Carta aberta aos responsáveis pela projeção
digital no Brasil
A
presença da projeção digital nos festivais
e mostras de cinema no Brasil, para não dizer no circuito
comercial, é algo cada vez maior e, aparentemente, inevitável.
Se há, é fato, algumas projeções bastante
dignas realizadas nesse formato, é fato também que
a enorme maioria dessas projeções costuma atentar
contra a integridade da obra exibida, deformando muitas vezes
janelas, cores, texturas e sons. Nesta última edição
do Festival do Rio, entretanto, a qualidade de tais projeções
atingiu um nível intolerável, o que gerou uma enorme
repercussão entre críticos, cinéfilos e o
público não-especializado que frequentou o evento.
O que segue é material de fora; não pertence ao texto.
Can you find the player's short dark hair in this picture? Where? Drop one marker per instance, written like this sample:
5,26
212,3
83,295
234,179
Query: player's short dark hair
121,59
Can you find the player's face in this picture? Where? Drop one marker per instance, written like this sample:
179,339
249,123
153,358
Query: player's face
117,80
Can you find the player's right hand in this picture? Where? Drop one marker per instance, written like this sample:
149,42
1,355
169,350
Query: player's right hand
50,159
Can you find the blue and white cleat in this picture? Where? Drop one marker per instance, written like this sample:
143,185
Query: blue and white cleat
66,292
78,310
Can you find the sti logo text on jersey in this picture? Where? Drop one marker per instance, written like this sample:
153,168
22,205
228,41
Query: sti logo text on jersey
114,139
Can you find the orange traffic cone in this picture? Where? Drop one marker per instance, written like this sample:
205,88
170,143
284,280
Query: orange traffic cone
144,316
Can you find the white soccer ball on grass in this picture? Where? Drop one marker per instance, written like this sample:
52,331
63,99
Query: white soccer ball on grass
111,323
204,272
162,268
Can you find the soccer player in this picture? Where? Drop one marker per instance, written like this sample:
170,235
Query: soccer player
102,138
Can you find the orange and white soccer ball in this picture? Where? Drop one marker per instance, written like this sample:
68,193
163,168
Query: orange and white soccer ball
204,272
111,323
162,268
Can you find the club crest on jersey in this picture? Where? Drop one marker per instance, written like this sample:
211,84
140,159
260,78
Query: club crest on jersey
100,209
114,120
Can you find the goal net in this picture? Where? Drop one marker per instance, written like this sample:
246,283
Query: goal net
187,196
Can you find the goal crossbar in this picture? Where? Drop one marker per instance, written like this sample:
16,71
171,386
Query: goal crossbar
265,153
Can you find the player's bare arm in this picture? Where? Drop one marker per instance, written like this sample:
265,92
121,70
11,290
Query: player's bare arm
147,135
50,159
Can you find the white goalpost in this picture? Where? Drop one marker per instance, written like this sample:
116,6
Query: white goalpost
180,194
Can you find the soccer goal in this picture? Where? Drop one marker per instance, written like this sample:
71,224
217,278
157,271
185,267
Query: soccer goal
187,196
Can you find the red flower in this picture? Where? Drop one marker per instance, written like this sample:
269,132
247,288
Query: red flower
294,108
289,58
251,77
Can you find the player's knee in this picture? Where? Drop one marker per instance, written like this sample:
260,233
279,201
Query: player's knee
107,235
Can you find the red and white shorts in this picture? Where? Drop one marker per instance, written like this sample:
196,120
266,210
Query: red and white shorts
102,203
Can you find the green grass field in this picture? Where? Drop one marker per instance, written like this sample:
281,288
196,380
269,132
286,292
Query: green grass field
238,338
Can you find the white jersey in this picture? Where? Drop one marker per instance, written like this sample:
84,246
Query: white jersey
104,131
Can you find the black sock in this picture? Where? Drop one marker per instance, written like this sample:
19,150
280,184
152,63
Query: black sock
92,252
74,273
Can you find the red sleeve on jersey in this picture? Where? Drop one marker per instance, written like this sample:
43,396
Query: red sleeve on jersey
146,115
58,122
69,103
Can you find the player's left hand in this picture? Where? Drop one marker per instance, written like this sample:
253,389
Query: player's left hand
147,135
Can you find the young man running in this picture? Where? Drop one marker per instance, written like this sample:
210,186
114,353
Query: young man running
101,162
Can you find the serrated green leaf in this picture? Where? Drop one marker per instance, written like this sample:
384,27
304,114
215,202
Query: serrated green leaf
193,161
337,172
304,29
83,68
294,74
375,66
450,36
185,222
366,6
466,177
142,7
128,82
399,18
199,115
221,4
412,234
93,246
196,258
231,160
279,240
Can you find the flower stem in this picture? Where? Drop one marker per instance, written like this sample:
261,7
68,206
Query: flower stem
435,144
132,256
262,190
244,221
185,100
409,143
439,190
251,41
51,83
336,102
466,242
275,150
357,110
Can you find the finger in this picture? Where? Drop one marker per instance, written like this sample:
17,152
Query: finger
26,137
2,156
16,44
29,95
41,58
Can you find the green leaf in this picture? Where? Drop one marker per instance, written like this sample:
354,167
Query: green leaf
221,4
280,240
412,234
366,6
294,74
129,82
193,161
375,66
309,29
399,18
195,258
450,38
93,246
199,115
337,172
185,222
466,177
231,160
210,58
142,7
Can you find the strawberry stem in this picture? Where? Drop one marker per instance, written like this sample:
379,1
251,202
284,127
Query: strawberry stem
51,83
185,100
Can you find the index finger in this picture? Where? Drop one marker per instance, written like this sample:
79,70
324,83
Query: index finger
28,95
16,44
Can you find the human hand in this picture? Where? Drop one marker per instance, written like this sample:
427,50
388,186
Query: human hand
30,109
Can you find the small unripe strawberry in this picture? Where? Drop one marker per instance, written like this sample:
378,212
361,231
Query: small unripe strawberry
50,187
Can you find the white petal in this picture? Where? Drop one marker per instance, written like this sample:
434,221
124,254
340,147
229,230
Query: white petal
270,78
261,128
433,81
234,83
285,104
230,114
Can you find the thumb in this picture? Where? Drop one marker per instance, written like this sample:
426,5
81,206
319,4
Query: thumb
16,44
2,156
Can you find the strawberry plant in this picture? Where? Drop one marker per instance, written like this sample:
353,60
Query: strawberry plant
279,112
A partir desse incômodo, os membro do Fórum da Crítica
- entidada que congrega críticos de cinema de todo o país
e do qual faz parte a Cinética - redigiu a carta abaixo,
como forma de protesto e chamamento à ação
e responsabilidade por parte daqueles envolvidos na projeção
digital no país.
Se estiverem de acordo com o exposto na
carta abaixo, convidamos nossos leitores a se juntarem a nós
no abaixo
assinado criado para tal, além de exigirem seus direitos
junto aos distribuidores e exibidores sempre que se sentirem lesados
por tais projeções.
***
A projeção digital chegou
ao Brasil com a missão de democratizar o acesso aos filmes
e libertar os distribuidores da dependência de cópias
em 35 milímetros, cuja confecção e transporte
são notoriamente caros. A instalação de projetores
digitais permitiria ao público assistir a títulos
que dificilmente seriam lançados nas condições
tradicionais e ainda ofereceria condições para que
espectadores situados longe do eixo Rio-São Paulo (onde
se concentram quase 50% das salas de cinema do país) tivessem
acesso aos mesmos títulos simultaneamente.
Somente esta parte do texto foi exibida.